The FDA says the warning is based on clinical trials, studies, reports of side effects by users and prescription data.

 

2 comments:

  1. Sidney Etkin March 20, 2010 at 1:27 pm

    Re: FDA report on Zocor and Kidney
    I was prescribed Zocor and Diflucan at the same time. A short time after this useage I began to lose all muscle strength. I went to several doctors who ALL STATED STRONGLY that the prescribed drugs could not have had any affect on my kidney. I eventually went to the Mayo Clinic, Jacksonville, Fla to see the head neurogist of the ALS group. A series of tests fortunately did not verify ALS. I eventually saw a nephrologist at the same Mayo Clinic who also denied the possibility of Zocor damaging my kidney. He constatnly pursued the association between ibuprofen and kidney damageeven though my use of this anti-jnflamatory drug was amost non-existant.
    The presciption for the two drugs was by a Veterans Admin doctor. I wrote to the head of the VA in Charleston, SC. This person answered by denying and possible effect of zocor on the Kidney.
    My point in writing is not to rehash the past but simply to point out how doctors simply follow the herd. During my time I found many reserch reports on the internet that strongly suggested a bad result with the use of diflucan and zocor. In fact, the MUSC, in which the Charleston VA is located, placed a warning on the internet against the use of this combination of drugs.
    Very truly yours,

  2. jeffrey dach md March 21, 2010 at 7:35 a.m.

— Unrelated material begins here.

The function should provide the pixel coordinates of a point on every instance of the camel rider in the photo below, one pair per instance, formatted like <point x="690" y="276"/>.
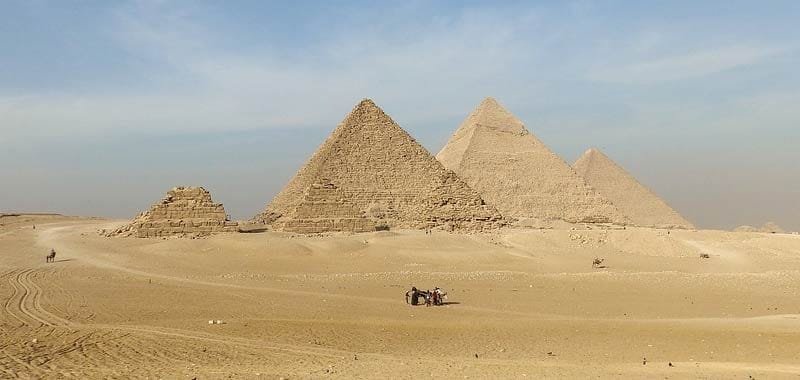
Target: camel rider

    On November 18, 2004, Dr. David Graham, associate director in the FDA’s Office of Drug Safety gave senate testimony that Crestor was one of five drugs with safety concerns. The drug causes muscle breakdown and renal failure. Now we hear the same warnings for Zocor.
    The truth is that women don’t benefit from Zocor, Crestor, Lipitor or any other statin drug for elevated cholesterol. There are no statin trials with even the slightest hint of a mortality benefit in women, and women should be told so.
    In the elderly, a lower cholesterol level is associated wih higher mortality. This is demonstrated in many medical studies.